星期二, 三月 10, 2009

All About HSBC... Such a stock @ Such a time

Monday’s late collapse in HSBC’s Hong Kong shares was just what frazzled nerves didn’t need. Lumbering mega-caps like this – known locally as the Big Elephant – aren’t supposed to flit like a micro-cap.

Regulators are now investigating, doubtless relieved that no real harm was done. By mid-morning on Tuesday the second-biggest stock in the Hang Seng index was back up to where it had traded before Monday’s closing auction, during which it fell from HK$37 to HK$33. The usual suspects – a fat-fingered trader, a hedge fund facing a sudden margin call – are in the frame, even though the plunge could have been triggered by a honest sell order. The announcement last week of Britain’s biggest ever rights issue, along with a chopped dividend, was confirmation that the bank fears its US bondholders more than it loves its shareholders. The slump briefly brought HSBC’s forward price/earnings ratio in line with the global average.
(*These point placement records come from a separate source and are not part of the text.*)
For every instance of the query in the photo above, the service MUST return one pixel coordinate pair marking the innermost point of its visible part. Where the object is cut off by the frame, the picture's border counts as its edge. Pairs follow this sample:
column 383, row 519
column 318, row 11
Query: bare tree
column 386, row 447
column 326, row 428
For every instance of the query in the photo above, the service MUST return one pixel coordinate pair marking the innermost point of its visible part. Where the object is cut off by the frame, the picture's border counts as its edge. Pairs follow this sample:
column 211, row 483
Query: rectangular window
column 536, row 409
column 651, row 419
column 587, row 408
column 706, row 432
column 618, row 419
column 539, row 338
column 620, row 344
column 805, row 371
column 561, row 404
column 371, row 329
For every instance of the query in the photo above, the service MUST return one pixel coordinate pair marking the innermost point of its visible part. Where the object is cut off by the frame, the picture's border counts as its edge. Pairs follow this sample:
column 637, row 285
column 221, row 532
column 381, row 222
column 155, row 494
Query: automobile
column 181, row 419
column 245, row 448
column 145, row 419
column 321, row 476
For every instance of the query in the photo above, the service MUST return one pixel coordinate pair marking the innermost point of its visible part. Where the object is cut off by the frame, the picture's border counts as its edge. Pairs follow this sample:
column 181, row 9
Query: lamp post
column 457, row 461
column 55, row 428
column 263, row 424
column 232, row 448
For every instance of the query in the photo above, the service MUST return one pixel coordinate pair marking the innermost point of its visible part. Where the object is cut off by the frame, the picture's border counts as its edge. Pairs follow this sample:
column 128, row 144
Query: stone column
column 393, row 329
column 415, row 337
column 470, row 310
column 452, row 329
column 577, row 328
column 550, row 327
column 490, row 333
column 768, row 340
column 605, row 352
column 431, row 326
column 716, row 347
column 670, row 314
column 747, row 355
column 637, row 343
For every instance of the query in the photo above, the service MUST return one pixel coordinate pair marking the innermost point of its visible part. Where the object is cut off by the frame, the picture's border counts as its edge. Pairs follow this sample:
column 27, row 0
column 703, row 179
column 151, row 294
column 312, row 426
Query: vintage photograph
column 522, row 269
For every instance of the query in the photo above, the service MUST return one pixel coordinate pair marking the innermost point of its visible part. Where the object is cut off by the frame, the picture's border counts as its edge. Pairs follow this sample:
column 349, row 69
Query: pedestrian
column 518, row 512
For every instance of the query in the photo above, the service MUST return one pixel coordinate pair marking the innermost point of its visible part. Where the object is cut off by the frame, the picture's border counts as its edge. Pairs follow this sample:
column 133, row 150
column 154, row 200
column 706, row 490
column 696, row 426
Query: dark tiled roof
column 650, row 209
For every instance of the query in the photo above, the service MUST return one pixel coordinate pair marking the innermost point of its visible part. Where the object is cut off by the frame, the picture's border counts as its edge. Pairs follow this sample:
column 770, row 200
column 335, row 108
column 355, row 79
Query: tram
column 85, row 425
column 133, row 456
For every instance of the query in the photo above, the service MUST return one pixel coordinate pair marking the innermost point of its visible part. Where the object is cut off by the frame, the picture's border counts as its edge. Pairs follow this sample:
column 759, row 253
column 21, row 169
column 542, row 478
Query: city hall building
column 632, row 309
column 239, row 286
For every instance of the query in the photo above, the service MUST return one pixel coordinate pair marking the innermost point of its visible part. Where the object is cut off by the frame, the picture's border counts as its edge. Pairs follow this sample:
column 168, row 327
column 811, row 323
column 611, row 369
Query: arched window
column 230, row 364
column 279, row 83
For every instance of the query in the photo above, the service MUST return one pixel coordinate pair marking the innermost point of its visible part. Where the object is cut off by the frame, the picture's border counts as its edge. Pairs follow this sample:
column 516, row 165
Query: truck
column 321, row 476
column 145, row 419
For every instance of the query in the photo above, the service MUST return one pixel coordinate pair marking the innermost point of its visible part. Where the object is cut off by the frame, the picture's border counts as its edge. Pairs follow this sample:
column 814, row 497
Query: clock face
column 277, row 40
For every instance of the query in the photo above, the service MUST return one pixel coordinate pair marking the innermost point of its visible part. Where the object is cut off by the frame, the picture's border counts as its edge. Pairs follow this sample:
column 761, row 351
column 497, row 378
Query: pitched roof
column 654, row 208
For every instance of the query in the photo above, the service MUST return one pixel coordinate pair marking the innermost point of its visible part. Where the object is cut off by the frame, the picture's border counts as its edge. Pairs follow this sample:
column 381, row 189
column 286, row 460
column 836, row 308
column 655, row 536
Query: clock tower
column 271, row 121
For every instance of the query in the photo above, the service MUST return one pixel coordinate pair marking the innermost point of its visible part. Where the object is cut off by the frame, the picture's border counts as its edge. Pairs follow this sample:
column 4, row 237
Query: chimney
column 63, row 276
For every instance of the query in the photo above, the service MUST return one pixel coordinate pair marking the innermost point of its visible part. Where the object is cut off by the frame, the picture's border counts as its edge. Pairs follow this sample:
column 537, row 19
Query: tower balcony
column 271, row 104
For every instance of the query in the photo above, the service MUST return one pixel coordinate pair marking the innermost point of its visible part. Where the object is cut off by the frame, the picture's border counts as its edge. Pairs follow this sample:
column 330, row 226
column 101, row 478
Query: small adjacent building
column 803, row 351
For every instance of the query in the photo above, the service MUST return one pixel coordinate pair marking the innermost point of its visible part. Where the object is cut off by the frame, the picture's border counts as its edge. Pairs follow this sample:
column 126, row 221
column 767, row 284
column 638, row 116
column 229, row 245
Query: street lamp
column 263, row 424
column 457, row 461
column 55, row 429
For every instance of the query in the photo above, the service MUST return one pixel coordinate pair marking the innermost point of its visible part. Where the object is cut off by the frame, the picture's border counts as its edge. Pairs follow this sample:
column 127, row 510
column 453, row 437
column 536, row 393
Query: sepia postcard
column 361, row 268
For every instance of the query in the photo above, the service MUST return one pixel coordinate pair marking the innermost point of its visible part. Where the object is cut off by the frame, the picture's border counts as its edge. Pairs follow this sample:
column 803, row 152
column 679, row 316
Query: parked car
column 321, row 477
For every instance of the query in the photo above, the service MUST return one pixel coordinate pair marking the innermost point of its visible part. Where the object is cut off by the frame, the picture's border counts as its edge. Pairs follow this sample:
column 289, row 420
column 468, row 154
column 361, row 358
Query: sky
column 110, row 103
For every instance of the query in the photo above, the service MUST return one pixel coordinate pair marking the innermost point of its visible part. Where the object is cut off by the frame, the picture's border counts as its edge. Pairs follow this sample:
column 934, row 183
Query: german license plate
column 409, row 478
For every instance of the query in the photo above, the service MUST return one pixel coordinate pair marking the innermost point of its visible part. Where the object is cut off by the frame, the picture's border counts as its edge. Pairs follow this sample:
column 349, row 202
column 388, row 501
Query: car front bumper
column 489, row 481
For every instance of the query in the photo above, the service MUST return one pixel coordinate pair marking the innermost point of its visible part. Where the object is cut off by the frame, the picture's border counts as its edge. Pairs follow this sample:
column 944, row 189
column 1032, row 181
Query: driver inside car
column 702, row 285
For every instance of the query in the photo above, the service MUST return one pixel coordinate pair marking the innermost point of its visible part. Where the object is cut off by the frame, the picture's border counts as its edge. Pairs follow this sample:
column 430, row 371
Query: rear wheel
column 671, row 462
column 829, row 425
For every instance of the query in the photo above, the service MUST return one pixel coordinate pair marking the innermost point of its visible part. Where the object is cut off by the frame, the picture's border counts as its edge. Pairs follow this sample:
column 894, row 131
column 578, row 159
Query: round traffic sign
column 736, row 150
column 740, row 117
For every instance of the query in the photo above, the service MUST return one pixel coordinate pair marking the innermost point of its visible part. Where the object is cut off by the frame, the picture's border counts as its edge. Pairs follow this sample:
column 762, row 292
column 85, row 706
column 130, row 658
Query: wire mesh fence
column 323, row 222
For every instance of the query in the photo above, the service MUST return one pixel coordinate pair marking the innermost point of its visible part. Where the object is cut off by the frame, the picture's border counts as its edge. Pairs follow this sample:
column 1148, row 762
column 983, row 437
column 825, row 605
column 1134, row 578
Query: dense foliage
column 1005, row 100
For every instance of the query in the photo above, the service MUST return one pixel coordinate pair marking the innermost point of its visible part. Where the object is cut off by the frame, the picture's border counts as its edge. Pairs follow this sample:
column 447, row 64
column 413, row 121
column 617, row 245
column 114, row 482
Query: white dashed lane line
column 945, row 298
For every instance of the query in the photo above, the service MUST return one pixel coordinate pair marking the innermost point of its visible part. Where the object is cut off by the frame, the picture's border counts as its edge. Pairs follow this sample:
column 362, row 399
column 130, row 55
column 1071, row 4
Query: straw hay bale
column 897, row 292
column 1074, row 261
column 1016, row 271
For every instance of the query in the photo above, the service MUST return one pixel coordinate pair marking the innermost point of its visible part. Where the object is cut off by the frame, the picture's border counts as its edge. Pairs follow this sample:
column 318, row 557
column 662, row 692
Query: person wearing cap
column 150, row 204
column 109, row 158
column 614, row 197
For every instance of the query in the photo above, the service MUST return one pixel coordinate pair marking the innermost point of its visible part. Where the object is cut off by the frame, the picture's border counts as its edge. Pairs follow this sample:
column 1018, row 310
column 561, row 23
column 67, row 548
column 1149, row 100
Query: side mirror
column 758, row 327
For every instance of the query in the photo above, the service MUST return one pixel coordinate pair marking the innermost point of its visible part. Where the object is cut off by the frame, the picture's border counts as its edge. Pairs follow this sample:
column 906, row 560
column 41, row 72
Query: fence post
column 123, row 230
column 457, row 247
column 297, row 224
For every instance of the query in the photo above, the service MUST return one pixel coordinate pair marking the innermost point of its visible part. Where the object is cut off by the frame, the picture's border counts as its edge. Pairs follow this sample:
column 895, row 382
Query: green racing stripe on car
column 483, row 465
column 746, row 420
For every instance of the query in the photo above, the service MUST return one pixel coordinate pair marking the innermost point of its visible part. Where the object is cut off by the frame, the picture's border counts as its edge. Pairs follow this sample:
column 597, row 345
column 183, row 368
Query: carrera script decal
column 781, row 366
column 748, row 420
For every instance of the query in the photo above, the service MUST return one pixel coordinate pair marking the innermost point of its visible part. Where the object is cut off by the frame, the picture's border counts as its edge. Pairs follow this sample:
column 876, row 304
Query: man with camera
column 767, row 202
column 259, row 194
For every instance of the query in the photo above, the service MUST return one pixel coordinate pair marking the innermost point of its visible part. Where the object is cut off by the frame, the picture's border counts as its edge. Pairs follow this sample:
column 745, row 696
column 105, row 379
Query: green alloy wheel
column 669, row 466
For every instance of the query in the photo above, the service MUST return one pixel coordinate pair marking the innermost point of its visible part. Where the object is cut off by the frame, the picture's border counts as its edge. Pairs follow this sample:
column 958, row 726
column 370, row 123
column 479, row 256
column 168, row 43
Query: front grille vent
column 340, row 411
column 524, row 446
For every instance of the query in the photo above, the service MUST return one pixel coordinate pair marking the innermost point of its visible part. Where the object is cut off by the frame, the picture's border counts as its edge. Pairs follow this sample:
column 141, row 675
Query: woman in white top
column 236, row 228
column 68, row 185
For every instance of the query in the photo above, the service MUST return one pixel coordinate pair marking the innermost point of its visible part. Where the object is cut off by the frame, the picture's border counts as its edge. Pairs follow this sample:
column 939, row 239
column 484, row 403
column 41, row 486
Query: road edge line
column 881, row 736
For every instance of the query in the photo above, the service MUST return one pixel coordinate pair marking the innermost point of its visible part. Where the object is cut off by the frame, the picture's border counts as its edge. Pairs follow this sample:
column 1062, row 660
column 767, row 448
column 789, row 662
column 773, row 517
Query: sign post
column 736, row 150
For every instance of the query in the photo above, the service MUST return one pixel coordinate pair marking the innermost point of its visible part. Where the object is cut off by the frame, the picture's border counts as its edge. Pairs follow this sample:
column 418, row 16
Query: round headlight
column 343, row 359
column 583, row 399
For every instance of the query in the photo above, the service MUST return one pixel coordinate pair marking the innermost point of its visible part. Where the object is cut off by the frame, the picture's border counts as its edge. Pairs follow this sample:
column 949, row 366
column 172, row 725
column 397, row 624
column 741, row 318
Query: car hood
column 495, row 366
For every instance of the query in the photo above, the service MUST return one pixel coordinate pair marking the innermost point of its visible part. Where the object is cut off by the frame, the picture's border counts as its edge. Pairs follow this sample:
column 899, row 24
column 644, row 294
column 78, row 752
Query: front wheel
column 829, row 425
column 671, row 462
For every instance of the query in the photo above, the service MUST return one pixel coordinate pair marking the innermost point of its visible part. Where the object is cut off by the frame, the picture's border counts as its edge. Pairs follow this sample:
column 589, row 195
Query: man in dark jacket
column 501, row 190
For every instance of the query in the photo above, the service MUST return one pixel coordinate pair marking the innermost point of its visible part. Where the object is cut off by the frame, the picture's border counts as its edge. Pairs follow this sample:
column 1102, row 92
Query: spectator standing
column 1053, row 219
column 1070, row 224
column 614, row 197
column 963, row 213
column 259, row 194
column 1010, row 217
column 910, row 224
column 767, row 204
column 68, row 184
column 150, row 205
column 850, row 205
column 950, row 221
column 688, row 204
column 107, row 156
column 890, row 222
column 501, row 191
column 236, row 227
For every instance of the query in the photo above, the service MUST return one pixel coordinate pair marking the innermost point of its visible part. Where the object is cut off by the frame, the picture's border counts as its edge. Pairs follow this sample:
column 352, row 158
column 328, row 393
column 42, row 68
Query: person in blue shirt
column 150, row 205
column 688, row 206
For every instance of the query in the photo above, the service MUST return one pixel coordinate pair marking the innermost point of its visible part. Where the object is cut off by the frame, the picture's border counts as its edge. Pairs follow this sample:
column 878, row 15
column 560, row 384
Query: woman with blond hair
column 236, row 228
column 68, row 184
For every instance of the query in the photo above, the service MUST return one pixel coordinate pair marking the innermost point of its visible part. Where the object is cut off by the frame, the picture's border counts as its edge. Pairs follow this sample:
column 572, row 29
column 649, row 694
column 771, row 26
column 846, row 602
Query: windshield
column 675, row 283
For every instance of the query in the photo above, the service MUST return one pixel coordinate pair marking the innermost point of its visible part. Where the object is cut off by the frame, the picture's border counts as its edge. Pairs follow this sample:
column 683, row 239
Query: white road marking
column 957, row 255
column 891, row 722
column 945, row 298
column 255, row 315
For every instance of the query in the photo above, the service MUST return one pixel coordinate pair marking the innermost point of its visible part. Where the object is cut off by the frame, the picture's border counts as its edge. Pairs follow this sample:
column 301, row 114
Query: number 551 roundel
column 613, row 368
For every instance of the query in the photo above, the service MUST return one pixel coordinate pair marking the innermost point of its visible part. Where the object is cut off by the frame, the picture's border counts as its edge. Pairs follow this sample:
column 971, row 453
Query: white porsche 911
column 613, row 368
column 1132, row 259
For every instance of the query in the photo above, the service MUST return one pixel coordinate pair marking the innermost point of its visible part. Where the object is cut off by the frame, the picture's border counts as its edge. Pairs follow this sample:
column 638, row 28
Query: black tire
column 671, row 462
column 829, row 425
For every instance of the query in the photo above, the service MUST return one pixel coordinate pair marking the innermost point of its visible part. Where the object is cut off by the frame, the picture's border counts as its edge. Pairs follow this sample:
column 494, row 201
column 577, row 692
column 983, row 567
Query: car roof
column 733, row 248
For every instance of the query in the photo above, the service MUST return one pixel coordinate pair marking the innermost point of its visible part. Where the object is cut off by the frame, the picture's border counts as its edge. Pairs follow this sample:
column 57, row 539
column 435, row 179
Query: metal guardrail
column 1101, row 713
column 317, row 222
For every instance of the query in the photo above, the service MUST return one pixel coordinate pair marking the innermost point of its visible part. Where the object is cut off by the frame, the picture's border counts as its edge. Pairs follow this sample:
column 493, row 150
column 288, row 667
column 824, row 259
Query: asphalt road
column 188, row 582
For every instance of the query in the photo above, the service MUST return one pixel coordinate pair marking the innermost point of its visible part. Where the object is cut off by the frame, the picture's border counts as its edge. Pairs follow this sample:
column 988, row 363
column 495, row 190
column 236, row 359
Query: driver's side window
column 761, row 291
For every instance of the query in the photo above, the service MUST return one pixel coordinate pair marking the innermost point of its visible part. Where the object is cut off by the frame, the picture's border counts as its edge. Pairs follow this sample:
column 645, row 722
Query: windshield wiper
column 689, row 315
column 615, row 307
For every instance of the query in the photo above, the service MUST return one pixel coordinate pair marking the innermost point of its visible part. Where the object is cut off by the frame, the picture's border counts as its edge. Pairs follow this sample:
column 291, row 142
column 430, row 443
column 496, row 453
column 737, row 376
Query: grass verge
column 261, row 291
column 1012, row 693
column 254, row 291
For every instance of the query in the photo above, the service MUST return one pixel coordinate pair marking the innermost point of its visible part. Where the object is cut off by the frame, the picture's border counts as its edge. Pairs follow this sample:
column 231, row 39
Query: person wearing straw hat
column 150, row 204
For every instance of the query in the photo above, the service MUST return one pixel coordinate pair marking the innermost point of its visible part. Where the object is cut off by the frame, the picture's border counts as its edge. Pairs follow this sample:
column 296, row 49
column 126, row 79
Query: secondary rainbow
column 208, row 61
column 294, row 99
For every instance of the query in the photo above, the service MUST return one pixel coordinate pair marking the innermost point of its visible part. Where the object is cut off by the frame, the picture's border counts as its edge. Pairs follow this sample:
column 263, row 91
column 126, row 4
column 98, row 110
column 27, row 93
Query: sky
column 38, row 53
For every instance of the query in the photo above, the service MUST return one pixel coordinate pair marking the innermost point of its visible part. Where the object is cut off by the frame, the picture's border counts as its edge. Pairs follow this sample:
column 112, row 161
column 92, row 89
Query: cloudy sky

The most plausible explanation, however, is traders gaming the system. The Hong Kong exchange is not alone in running a ten-minute auction every afternoon to settle outstanding trades: almost every other major market does this too, to calculate a price that will satisfy as many orders as possible. But unlike others, Hong Kong has no system of random closing: the auction ends every day on the stroke of 4:08. That means that market participants have an incentive to time their bids. In this case, the downswing in HSBC caused by an order seconds before the deadline knocked about 212 points off the HSI. An issuer of index options callable that day might have been willing to wear a big loss on the shares.

Hong Kong’s auction regime is less than a year old, so can be excused a few teething-problems: London ran into plenty of difficulties nine years ago. Proposed tweaks from the HKEx may limit the damage, but do nothing to resolve that basic flaw. The market, and its traumatised retail shareholders, deserve better.